Evidentiality and Modality

Much of my recent research investigates aspects of evidentiality in ʔayʔaǰuθəm. With Daniel Reisinger and Lisa Matthewson, I argue that ʔayʔaǰuθəm determiners encode evidentiality; the determiners encode whether the speaker has direct evidence for the referent, and whether the evidence is available at speech time. Here are our recent ICSNL 55 precedings and Sinn und Bedeutung 25 proceedings papers.

In joint work with Daniel Reisinger, I examine a paradigm of clitics that encode evidentiality and deixis at the clausal level: we label these ‘clausal demonstratives’. We propose a nonmodal analysis of these evidentials as involving relations between situations. Here is our WCCFL 37 proceedings paper.

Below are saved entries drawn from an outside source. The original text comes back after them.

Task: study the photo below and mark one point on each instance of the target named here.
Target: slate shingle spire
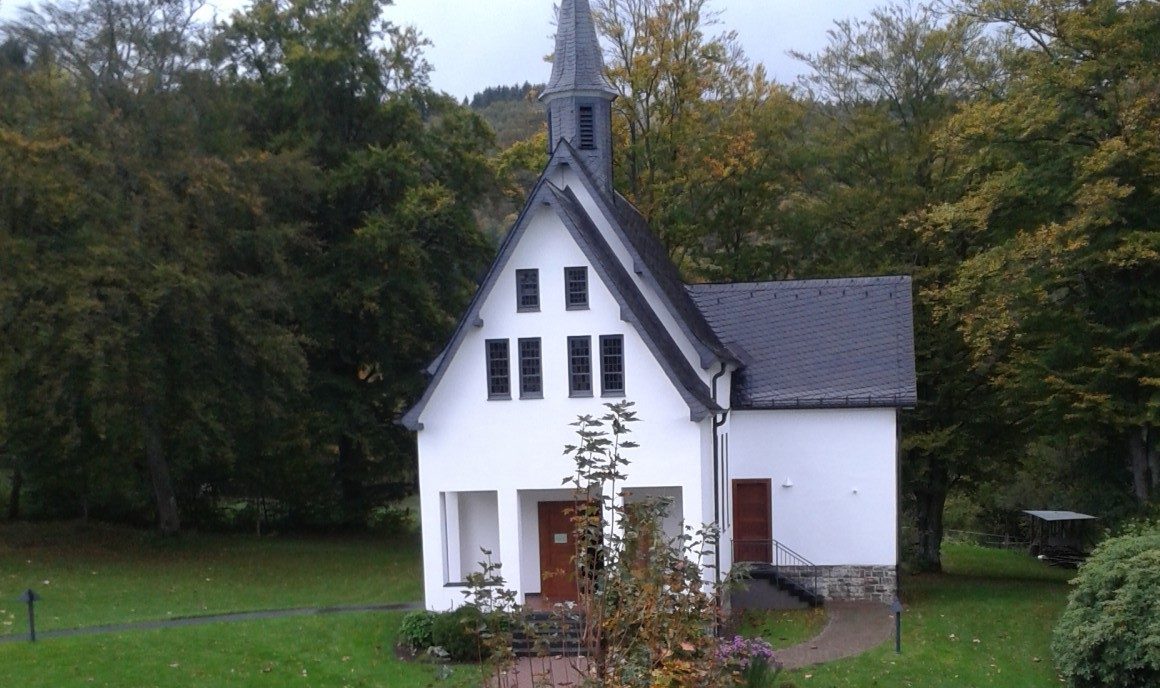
(578, 99)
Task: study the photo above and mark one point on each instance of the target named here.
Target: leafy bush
(418, 630)
(458, 632)
(1109, 635)
(748, 660)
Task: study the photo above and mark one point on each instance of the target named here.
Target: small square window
(499, 369)
(611, 366)
(580, 366)
(527, 290)
(531, 376)
(575, 288)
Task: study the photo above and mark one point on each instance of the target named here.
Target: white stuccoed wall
(470, 443)
(827, 455)
(565, 176)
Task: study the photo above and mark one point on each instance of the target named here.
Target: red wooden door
(557, 548)
(753, 526)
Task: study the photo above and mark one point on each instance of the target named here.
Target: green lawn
(354, 651)
(96, 574)
(985, 622)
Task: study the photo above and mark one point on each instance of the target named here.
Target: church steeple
(578, 99)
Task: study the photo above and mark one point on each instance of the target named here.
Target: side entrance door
(753, 524)
(557, 547)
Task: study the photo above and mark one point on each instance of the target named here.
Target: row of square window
(575, 289)
(580, 374)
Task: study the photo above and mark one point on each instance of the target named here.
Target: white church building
(769, 408)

In addition to these deictic evidentials, ʔayʔaǰuθəm has reportative and inferential evidentials that exhibit modal behavior, as discussed in this prepublication chapter to appear in Modality in underdescribed languages: A methodological perspective. In our SALT 31 proceedings paper, Daniel Reisinger and I compare the behaviour of the reportative and inferential evidentials with the clausal demonstratives in order to argue that the former evidentials are epistemic modals while the latter are nonmodal evidentials, meaning that the categories of epistemic modality and evidentiality partially overlap and both types of evidentials may be found in the same language. Our findings for the different types of ʔayʔaǰuθəm evidentiality has implications for where we expect to find evidentiality encoded cross-linguistically, as well as for the debate concerning whether evidentiality and epistemic modality are discrete or overlapping categories.

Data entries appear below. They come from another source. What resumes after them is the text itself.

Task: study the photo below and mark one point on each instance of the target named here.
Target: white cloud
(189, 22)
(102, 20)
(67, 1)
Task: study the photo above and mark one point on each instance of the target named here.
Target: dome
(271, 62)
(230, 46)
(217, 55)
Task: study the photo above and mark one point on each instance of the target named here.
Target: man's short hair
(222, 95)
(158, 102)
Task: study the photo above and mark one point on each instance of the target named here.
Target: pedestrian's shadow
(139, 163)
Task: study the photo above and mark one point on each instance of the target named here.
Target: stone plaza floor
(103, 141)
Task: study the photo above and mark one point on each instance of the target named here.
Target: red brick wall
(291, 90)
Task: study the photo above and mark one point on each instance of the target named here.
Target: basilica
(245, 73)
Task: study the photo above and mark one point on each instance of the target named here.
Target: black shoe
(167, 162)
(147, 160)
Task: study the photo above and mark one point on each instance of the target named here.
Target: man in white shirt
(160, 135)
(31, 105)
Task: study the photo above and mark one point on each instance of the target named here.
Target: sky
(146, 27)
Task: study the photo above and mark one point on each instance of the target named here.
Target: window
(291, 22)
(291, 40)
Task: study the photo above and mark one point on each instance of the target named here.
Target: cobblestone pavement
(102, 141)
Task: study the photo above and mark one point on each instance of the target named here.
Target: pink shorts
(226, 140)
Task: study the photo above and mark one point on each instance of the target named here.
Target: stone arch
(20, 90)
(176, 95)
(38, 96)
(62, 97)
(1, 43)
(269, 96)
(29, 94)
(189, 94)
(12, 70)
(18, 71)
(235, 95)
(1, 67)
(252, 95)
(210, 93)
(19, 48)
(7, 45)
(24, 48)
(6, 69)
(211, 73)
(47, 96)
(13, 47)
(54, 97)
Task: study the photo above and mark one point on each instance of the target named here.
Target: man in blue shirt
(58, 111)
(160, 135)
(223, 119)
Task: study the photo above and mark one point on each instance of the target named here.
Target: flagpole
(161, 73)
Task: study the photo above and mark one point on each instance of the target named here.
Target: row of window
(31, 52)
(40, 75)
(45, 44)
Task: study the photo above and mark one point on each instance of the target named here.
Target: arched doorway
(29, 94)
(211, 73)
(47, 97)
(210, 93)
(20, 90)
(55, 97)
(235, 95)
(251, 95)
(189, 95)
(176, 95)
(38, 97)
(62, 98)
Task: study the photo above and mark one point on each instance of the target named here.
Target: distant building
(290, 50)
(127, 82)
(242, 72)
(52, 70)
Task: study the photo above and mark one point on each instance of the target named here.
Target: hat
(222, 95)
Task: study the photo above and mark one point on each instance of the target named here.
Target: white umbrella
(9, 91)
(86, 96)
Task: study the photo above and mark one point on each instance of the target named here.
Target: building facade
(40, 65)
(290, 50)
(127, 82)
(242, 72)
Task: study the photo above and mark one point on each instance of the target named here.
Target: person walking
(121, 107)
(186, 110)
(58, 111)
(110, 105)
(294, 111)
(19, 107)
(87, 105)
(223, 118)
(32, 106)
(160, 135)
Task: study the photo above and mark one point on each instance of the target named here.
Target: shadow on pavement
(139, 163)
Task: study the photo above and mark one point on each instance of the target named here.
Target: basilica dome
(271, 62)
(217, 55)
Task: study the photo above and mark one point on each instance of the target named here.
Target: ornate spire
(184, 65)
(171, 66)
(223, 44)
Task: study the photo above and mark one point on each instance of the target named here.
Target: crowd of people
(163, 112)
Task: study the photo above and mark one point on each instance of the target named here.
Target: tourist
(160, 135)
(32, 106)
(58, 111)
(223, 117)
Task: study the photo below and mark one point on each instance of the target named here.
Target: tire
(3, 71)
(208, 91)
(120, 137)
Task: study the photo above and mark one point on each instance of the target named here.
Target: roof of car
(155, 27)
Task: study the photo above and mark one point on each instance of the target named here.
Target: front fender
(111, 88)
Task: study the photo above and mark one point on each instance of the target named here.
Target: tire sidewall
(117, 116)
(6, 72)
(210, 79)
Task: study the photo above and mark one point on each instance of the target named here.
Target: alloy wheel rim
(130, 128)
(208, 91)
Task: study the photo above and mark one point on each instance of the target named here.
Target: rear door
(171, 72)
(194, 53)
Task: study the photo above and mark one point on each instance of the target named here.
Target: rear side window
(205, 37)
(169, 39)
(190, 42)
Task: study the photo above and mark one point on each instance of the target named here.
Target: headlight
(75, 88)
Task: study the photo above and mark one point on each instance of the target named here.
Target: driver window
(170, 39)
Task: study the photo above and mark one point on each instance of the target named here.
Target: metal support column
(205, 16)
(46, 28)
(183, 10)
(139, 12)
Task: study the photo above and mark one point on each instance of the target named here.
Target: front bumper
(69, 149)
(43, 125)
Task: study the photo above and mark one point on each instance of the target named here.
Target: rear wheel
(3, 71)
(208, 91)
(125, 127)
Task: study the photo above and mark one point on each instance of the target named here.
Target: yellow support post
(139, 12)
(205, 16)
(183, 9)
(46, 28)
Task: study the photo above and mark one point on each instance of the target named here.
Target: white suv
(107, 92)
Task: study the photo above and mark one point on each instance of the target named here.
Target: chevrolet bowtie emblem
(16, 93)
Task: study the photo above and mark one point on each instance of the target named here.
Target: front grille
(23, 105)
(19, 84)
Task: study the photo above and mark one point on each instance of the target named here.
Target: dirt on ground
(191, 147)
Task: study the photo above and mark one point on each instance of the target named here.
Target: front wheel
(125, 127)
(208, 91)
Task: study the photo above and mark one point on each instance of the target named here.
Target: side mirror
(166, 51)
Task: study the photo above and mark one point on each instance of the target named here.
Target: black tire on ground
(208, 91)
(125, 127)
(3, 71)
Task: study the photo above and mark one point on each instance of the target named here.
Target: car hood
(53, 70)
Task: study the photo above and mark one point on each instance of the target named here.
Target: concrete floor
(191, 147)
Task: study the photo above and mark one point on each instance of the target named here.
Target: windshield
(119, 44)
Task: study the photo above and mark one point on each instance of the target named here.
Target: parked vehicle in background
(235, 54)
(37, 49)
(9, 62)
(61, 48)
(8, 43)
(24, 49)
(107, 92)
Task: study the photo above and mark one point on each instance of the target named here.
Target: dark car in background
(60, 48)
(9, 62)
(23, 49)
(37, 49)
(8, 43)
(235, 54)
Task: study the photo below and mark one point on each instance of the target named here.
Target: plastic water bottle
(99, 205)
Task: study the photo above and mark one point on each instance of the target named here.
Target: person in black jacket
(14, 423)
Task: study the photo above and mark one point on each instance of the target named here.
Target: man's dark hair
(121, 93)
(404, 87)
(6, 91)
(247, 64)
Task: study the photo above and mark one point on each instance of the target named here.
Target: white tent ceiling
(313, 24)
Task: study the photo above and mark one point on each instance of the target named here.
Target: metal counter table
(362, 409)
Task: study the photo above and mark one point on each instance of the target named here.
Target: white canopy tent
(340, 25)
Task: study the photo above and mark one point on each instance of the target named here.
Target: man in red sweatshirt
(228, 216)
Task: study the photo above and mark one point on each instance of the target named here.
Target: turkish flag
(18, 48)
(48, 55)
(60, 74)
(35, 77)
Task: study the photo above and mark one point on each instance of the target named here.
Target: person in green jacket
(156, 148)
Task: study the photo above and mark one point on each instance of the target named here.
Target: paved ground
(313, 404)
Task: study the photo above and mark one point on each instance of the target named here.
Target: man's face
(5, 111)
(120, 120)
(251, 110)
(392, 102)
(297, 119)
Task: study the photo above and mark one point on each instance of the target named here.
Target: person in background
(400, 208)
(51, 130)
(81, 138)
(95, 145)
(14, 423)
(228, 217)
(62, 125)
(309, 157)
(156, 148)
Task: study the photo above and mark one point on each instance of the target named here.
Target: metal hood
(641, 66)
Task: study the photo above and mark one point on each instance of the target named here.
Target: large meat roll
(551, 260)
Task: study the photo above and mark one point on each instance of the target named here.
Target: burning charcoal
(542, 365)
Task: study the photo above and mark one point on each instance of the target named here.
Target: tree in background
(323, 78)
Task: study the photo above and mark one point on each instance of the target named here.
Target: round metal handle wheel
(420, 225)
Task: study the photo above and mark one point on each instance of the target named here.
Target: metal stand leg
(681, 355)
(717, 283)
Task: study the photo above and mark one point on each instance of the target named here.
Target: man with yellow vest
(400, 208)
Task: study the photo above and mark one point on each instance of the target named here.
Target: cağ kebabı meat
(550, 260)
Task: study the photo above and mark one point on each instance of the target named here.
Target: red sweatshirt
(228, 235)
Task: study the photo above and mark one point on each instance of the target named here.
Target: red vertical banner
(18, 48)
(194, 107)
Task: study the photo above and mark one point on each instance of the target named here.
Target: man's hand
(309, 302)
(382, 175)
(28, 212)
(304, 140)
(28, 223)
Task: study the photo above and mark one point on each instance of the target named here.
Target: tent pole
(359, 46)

In addition to my work on the two ʔayʔaǰuθəm evidentials I analyze as epistemic modals, mentioned above, I have co-authored a chapter with Sarah Murray on modality and evidentiality in North American languages for The Routledge Handbook of North American Languages.

Demonstratives and gesture

In joint work with Daniel Reisinger, I examine the components of meaning encoded by ʔayʔaǰuθəm demonstratives. In this ICSNL 56 precedings paper and Sinn und Bedeutung 26 proceedings paper, we argue that ʔayʔaǰuθəm demonstratives encode evidentiality in addition to deictic distance (with a subset also encoding gender and number). We also argue that gesture plays a crucial role in establishing reference for one paradigm of demonstratives, providing evidence that gesture contributes to core semantic content. More recently, we have compared the contribution of gesture with different determiners and demonstratives, presenting on this work at Sinn und Bedeutung 28.

Pluractionality

Due to my work on an ʔayʔaǰuθəm e-dictionary project, I have become interested in the semantic interpretation of various word-level processes affecting ʔayʔaǰuθəm verbs, in particular reduplication and ablaut. Gloria Mellesmoen and I together have an IJAL article on two markers of plurality found on verbs in ʔayʔaǰuθəm; we argue that one of these, a reduplication process, marks event-external pluractionality, while the other, an affix, marks plural participants. A pre-publication version can be found here. In our SALT 29 proceedings paper, we explore the connection between verbal plurality and nominal plurality, examining the semantic interpretation of a reduplication pattern found on both verbs and nouns; we also examine an ablaut process marking event-internal pluractionality analogous to the type of plurality found with group nouns.

Scalar exclusive

One of the most ubiquitous of the second-position clitics in ʔayʔaǰuθəm is a scalar exclusive particle. While a variety of semantics tests show this clitic to have the contribution of a scalar exclusive – excluding alternative propositions higher than the prejacent on some scale – it frequently associates with the universal quantifier in the language. This is puzzling since the universal quantifier is at the top of the scale of alternative quantifiers, which should mean there are no alternatives to exclude and the contribution of the scalar exclusive should be vacuous. In this paper, I argue that the scalar exclusive has an effect of domain widening in these contexts and draw a parallel with cases where the scalar exclusive just associates with the universal quantifier every in English (e.g. Talking of my dog…: she loves just everyone!).